The facility was observed to be at a comfortable temperature, clean, in good repair, and no passageway obstructions or fire hazards were observed inside. Common areas were properly furnished and well-lit throughout. Fire extinguisher was observed with a purchase date of: 5/24/2021. Chemicals and cleaning supplies are kept in a locked laundry area. Linens and hygiene products were observed. A 2-day supply of perishable and 7-day supply of non-perishable food was observed to be properly stored and labelled. Additional food was kept in a refrigerator in the garage. Resident's Bedrooms were observed to be adequately furnished with bed, dresser, and adequate lightning.

No deficiencies were observed.

LPA is requesting the following documents be submitted to the Fresno CCL office by 4/29/2022: Current copy
of Administrator Certificate, Designation of Facility Responsibility (LIC308), Administrator Organization (LIC
309), Affidavit regarding Client/Resident Cash Resources (LIC 400), Emergency and Disaster Plan, Personnel
Report (LIC500), Register of Facility Clients/Residents for (LIC9020).

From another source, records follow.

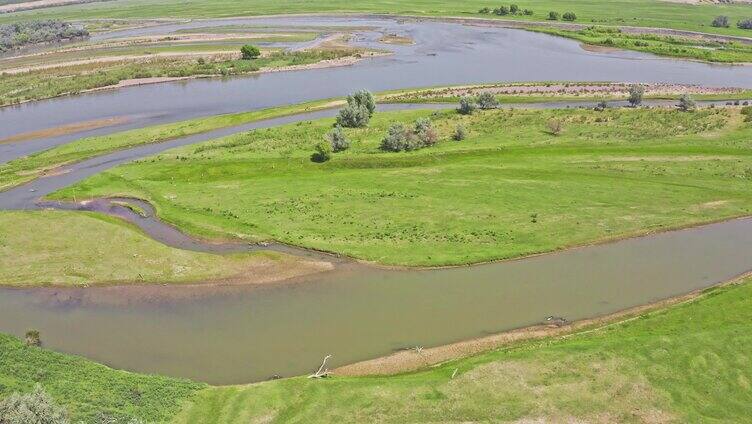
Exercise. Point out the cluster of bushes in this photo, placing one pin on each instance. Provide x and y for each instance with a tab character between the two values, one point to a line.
399	138
723	22
360	108
468	104
19	34
567	16
250	52
512	9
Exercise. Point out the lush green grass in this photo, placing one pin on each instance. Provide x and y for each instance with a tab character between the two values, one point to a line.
652	13
689	363
52	82
30	167
661	45
510	189
65	248
91	391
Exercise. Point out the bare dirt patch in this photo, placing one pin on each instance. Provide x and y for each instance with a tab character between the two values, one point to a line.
65	129
411	360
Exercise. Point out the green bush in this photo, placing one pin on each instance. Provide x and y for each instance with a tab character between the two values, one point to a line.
250	52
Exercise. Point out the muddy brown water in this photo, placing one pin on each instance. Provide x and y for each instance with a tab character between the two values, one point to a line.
443	54
239	334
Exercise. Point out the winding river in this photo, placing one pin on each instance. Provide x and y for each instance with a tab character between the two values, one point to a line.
238	334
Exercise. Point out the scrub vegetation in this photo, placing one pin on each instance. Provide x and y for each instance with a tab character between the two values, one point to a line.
644	13
601	175
687	363
663	45
66	249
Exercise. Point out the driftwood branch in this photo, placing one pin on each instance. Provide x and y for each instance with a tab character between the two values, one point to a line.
322	371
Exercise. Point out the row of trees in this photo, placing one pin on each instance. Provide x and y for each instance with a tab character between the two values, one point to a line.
512	9
724	22
567	16
19	34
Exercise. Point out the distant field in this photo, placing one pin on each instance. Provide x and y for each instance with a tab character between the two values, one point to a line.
510	189
689	363
650	13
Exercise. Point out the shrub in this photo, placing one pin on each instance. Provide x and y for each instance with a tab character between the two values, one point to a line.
601	106
487	101
744	24
686	103
36	407
425	133
635	94
249	52
363	98
18	34
33	338
555	126
337	139
396	140
467	105
501	10
353	116
323	153
720	22
460	133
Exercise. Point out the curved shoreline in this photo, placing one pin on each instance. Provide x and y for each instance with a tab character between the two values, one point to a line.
414	360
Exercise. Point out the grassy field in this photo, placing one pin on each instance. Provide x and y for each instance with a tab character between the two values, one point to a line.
511	188
651	13
30	167
689	363
53	82
65	249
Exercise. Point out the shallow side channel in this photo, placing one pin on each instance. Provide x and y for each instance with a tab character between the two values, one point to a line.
238	334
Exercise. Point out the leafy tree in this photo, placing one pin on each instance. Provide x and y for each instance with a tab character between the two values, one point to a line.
501	10
720	22
460	133
425	132
487	101
323	152
686	103
363	98
250	52
467	105
352	116
337	139
36	407
397	139
33	338
635	94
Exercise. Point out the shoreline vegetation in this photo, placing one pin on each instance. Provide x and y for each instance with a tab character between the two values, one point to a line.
704	147
638	354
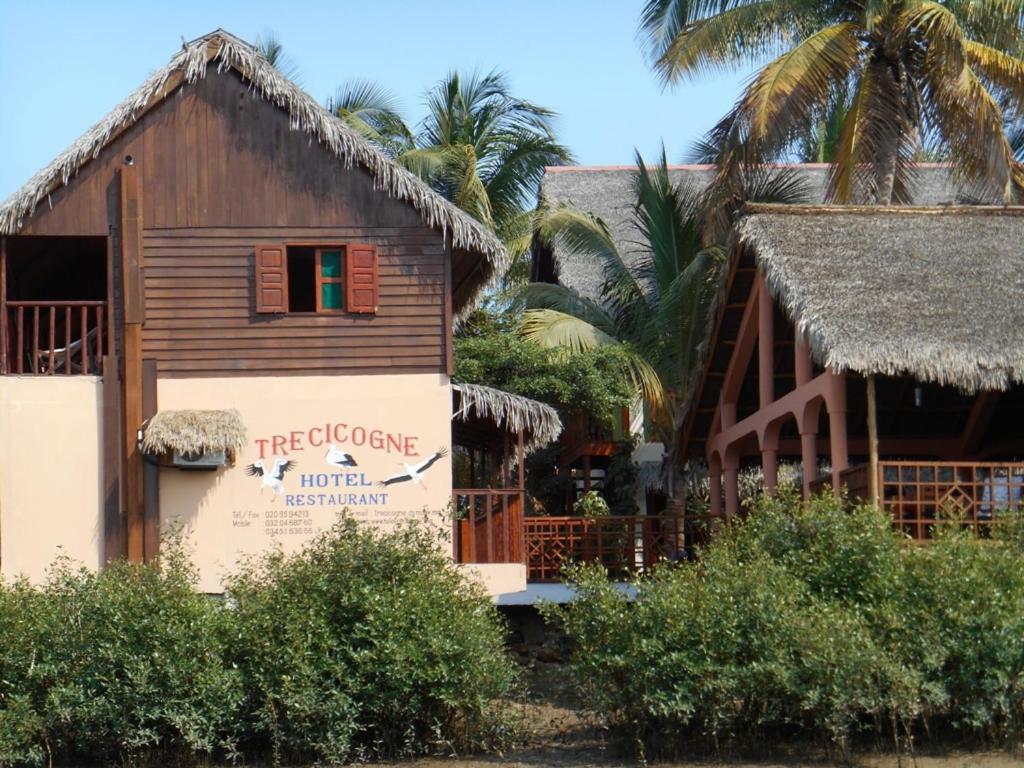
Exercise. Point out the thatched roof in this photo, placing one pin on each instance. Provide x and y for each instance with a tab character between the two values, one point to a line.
510	412
227	51
606	193
195	432
933	293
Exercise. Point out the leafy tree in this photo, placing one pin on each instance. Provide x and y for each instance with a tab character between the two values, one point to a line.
487	350
655	301
479	146
269	45
374	113
920	74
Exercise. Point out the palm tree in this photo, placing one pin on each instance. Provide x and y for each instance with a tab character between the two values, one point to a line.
485	151
479	146
273	51
375	113
920	74
655	300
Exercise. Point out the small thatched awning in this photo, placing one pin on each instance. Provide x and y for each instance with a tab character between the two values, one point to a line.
192	432
220	50
512	413
933	293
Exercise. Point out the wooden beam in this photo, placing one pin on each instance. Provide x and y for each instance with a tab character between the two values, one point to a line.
133	316
131	480
113	519
133	296
872	442
978	421
151	472
802	360
448	316
766	345
4	341
745	339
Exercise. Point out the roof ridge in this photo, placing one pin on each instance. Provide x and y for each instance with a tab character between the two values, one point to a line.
189	65
881	210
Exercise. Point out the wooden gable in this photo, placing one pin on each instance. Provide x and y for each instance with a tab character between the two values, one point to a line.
223	176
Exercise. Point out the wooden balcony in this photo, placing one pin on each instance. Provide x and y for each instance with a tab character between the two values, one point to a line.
624	545
47	338
582	437
487	525
920	494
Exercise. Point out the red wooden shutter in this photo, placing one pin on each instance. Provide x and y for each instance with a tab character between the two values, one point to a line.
361	284
271	280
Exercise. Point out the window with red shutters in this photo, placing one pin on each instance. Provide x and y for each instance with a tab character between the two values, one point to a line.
363	289
271	280
323	279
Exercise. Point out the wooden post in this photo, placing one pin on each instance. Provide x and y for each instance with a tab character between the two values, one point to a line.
872	442
730	475
802	360
769	464
151	472
766	345
521	451
3	307
715	487
809	458
838	445
134	315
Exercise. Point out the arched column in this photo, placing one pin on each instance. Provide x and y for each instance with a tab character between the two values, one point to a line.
769	456
730	477
838	448
715	485
808	443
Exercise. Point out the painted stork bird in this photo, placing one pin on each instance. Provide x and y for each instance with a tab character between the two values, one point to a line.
273	479
415	472
338	458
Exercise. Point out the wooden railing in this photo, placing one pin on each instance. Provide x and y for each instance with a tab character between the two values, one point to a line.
624	545
53	337
487	525
919	495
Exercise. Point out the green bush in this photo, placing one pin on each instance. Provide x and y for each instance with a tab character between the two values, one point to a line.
112	666
358	646
813	621
366	645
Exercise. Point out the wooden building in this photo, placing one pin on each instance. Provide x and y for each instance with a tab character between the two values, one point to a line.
218	254
882	348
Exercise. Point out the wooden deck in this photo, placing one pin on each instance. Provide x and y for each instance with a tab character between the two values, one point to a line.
53	337
624	545
919	494
489	527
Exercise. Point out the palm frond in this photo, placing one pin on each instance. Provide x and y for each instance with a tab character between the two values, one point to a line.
565	300
555	330
273	51
999	69
960	105
741	34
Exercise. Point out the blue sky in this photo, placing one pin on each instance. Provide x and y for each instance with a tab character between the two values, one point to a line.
65	65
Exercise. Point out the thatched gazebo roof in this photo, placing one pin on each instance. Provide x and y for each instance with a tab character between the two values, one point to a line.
510	413
933	293
225	51
192	432
607	193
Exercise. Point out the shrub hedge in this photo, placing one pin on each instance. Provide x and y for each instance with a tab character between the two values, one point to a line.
809	621
361	645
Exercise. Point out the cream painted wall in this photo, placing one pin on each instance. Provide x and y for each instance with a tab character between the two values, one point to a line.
50	472
383	422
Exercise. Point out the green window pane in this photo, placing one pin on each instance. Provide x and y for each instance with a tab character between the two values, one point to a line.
331	295
331	264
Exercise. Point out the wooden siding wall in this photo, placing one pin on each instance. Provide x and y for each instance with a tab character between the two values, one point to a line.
221	172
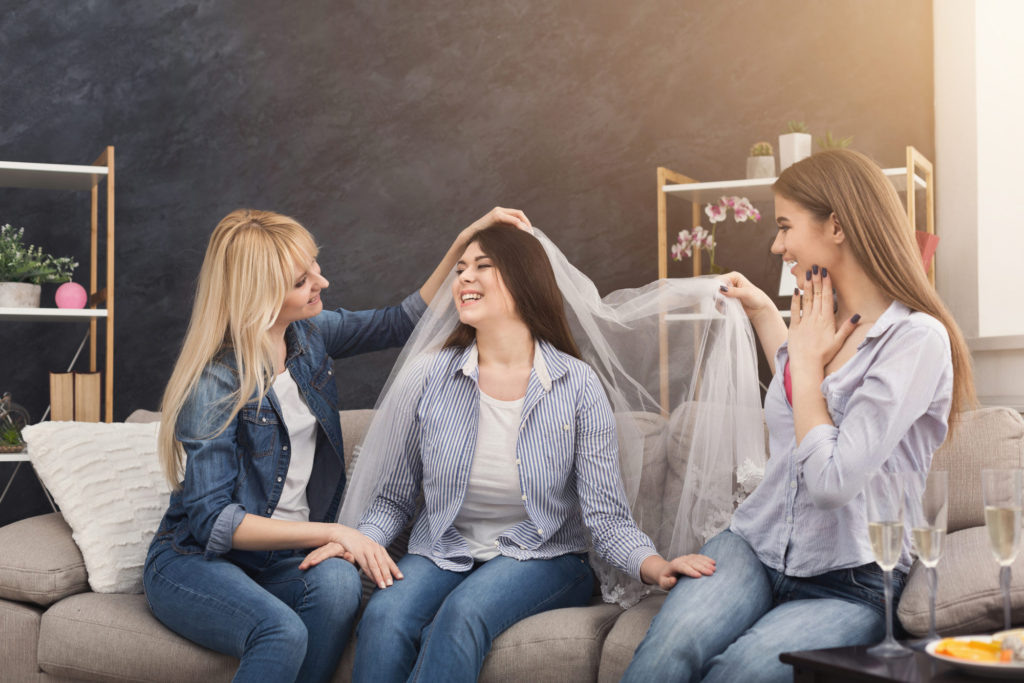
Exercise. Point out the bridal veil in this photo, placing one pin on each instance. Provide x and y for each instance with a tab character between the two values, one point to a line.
679	366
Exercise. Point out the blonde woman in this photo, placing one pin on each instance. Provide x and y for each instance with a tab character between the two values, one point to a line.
251	443
865	379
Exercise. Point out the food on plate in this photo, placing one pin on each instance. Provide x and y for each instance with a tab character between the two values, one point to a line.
1007	646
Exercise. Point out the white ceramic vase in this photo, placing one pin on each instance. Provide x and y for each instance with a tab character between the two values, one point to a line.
760	167
793	147
19	295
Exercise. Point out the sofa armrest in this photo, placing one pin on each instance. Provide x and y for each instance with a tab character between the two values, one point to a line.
40	562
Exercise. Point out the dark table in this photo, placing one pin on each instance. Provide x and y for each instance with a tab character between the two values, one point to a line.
853	665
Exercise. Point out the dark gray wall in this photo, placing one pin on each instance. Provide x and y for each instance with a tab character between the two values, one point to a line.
385	127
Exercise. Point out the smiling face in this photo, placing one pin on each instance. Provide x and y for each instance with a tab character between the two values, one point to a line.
805	239
478	291
303	300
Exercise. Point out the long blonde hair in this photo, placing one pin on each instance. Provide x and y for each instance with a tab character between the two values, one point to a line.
867	208
248	269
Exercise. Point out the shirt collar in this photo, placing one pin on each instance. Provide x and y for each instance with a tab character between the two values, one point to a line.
896	311
471	359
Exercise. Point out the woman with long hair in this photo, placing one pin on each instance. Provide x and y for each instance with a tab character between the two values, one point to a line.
867	377
509	440
250	440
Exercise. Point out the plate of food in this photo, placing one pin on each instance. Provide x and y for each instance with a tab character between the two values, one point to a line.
997	655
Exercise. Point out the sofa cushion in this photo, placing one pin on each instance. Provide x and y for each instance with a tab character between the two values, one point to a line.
989	437
97	637
969	599
626	635
108	481
47	564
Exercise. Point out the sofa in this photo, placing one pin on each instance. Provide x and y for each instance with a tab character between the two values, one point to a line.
54	628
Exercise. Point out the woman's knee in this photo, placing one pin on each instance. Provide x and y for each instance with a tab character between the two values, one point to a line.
336	586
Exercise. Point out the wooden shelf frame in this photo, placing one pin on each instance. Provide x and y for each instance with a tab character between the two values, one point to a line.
65	176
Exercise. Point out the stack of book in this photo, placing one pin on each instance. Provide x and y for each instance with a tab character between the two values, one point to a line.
75	396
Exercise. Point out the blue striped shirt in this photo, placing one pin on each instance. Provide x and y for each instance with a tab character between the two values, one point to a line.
889	404
566	454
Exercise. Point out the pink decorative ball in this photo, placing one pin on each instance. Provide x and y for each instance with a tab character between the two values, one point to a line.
71	295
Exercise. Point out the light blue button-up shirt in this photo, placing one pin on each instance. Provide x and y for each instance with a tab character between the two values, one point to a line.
566	453
889	404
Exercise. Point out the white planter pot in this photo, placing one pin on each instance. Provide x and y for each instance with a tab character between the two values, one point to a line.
760	167
19	295
793	147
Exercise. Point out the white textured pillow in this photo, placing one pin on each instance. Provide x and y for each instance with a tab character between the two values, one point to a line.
108	481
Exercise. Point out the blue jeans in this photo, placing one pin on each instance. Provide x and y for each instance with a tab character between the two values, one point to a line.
436	625
284	624
733	625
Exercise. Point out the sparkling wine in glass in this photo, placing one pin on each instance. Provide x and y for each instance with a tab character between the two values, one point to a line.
928	509
1000	491
885	496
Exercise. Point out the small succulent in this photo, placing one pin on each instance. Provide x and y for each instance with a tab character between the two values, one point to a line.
20	263
829	142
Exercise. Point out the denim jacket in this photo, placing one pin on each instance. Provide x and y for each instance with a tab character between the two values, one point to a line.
243	469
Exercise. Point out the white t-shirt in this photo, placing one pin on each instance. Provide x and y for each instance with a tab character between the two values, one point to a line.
302	443
493	502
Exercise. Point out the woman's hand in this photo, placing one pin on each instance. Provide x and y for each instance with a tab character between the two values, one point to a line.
496	216
755	302
372	557
814	341
658	571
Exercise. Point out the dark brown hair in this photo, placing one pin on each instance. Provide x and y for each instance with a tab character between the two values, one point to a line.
526	272
852	186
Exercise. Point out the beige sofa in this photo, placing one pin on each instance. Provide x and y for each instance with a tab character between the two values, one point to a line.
53	628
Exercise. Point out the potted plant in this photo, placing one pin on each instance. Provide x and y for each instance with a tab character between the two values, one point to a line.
24	268
761	163
829	142
794	145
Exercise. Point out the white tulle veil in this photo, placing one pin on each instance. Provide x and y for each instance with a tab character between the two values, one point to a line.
678	364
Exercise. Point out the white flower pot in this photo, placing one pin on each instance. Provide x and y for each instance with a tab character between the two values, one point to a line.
793	147
760	167
19	295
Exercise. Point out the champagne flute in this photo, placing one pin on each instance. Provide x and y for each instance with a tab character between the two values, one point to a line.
928	507
1001	492
885	497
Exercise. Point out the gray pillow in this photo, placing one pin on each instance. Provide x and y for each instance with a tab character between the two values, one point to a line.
969	599
40	562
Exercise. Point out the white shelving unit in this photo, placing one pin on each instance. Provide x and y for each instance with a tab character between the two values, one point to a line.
916	175
72	177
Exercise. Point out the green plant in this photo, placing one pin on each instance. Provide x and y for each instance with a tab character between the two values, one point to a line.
20	263
829	142
10	434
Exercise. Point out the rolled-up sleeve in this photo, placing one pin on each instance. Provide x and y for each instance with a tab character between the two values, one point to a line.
212	466
898	389
351	332
602	497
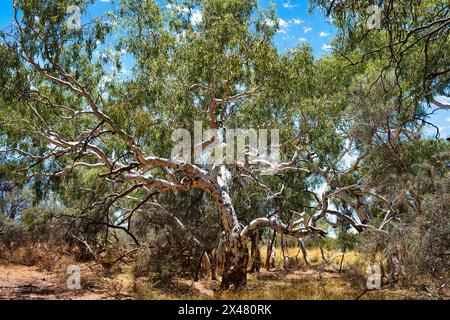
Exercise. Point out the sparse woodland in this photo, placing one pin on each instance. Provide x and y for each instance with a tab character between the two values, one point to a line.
87	176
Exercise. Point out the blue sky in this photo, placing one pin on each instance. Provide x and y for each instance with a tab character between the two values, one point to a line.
297	25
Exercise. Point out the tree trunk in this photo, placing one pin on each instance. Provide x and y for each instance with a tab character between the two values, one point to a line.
342	261
301	243
256	255
235	262
269	250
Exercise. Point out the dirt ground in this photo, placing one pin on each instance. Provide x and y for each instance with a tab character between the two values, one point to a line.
24	282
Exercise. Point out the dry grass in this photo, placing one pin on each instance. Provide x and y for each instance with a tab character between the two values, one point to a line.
293	281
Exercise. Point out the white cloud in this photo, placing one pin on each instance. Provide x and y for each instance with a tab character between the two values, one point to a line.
196	17
177	8
326	47
289	5
283	23
269	22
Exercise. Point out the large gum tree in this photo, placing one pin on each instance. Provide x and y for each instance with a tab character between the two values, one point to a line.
105	98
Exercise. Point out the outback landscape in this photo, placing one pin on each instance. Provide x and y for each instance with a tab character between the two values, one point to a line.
224	150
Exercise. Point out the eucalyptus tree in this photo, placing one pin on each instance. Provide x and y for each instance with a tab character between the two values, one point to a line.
96	103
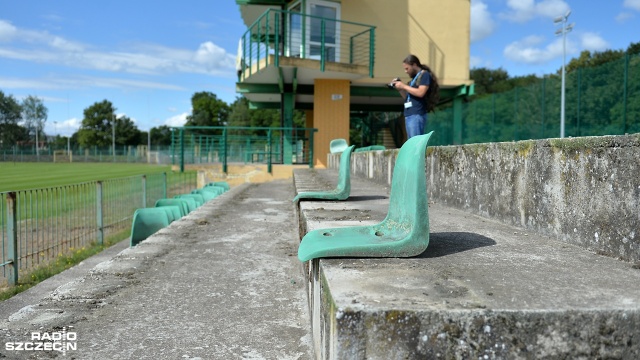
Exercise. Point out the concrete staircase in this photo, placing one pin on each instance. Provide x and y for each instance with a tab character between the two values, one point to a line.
483	289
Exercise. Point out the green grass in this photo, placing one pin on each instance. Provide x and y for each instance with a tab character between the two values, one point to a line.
25	176
31	278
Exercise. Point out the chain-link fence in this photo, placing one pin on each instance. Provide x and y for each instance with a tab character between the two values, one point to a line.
38	225
602	100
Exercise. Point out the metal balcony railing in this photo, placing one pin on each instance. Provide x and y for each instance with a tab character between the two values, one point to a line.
278	33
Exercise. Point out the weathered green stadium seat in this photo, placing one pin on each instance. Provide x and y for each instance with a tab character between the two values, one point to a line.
170	213
338	145
146	222
405	230
222	184
343	189
181	203
176	211
200	200
206	194
370	148
217	188
191	202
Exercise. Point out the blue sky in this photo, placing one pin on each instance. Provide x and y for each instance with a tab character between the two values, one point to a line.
149	57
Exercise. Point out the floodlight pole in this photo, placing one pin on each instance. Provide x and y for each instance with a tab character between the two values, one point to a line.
563	31
113	137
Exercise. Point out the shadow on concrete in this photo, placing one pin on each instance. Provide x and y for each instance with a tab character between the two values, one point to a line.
367	197
448	243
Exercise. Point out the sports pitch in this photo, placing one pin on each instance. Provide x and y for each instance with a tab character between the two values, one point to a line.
25	176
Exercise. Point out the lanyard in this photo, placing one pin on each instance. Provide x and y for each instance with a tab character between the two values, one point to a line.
411	84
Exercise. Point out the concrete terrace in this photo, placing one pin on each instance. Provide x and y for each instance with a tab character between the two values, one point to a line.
224	282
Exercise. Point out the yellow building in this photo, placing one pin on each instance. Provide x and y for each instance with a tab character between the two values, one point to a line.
334	58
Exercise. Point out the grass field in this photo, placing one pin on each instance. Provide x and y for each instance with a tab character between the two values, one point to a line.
25	176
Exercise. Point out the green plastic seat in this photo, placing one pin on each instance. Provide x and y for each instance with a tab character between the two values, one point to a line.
338	145
405	230
176	211
191	201
206	194
343	189
146	222
370	148
170	213
182	204
222	184
219	189
200	200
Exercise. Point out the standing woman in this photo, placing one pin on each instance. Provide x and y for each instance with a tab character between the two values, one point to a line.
421	94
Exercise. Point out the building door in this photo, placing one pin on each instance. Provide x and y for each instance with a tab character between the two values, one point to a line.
294	46
322	22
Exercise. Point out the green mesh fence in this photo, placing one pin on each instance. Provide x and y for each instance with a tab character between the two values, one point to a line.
50	222
603	100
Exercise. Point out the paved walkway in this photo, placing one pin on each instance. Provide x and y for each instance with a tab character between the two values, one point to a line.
222	283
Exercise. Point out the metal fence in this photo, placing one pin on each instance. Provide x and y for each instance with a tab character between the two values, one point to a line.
602	100
224	144
38	225
122	154
293	34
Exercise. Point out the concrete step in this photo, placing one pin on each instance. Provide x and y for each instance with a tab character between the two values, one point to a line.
481	290
222	282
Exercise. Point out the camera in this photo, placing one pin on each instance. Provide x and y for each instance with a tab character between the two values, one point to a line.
391	85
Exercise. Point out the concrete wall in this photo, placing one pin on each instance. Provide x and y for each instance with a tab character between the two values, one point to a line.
584	191
435	31
240	174
331	100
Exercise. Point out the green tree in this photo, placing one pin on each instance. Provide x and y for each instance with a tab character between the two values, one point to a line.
34	114
127	133
10	115
100	124
634	48
161	136
207	110
240	114
96	128
488	81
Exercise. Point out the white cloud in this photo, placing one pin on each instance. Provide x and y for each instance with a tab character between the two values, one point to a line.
624	16
632	4
177	120
475	62
524	10
83	82
593	42
482	25
7	31
42	47
63	128
530	51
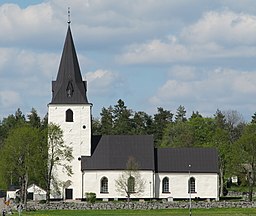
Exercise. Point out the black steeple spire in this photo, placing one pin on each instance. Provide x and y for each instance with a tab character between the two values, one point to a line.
69	87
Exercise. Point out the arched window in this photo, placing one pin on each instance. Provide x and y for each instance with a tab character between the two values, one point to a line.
104	185
69	115
131	184
192	185
165	185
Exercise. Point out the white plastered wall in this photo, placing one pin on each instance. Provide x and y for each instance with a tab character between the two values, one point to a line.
92	181
206	185
76	134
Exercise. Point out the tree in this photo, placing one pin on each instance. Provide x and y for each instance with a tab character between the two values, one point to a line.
122	118
161	119
34	119
142	123
235	123
19	156
107	122
178	134
59	155
180	114
130	181
246	146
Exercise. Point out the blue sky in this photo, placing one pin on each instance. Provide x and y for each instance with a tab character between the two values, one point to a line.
200	54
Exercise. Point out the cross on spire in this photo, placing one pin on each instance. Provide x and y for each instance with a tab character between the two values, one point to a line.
69	21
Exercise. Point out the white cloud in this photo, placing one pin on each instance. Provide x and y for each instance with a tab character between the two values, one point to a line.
216	35
221	87
102	82
225	28
9	99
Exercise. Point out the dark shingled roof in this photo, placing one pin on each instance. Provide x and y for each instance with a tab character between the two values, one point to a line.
111	152
69	88
203	160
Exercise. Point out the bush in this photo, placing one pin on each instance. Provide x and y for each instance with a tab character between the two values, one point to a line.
90	197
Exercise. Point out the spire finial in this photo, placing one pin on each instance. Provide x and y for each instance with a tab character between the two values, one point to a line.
69	21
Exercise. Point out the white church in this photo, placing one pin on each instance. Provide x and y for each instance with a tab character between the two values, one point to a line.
100	160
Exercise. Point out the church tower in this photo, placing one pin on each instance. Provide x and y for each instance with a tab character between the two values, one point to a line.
70	109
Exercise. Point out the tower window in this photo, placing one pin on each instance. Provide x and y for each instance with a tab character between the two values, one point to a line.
70	89
104	185
69	115
131	184
165	185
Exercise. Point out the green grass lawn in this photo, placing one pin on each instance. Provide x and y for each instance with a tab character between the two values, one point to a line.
205	212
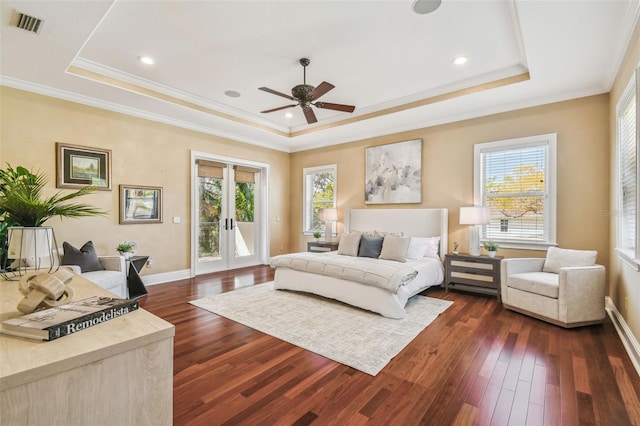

An exit interview was conducted with Staff. As a COVID-19 precautionary measure, a copy of this report will be provided via email. Report signed on-site by Facility representative.
SUPERVISORS NAME: Brenda White
LICENSING EVALUATOR NAME: Kamaldeep Kaur
LICENSING EVALUATOR SIGNATURE: DATE: 04/22/2022
I acknowledge receipt of this form and understand my licensing appeal rights as explained and received.
FACILITY REPRESENTATIVE SIGNATURE: DATE: 04/22/2022
This report must be available at Child Care and Group Home facilities for public review for 3 years.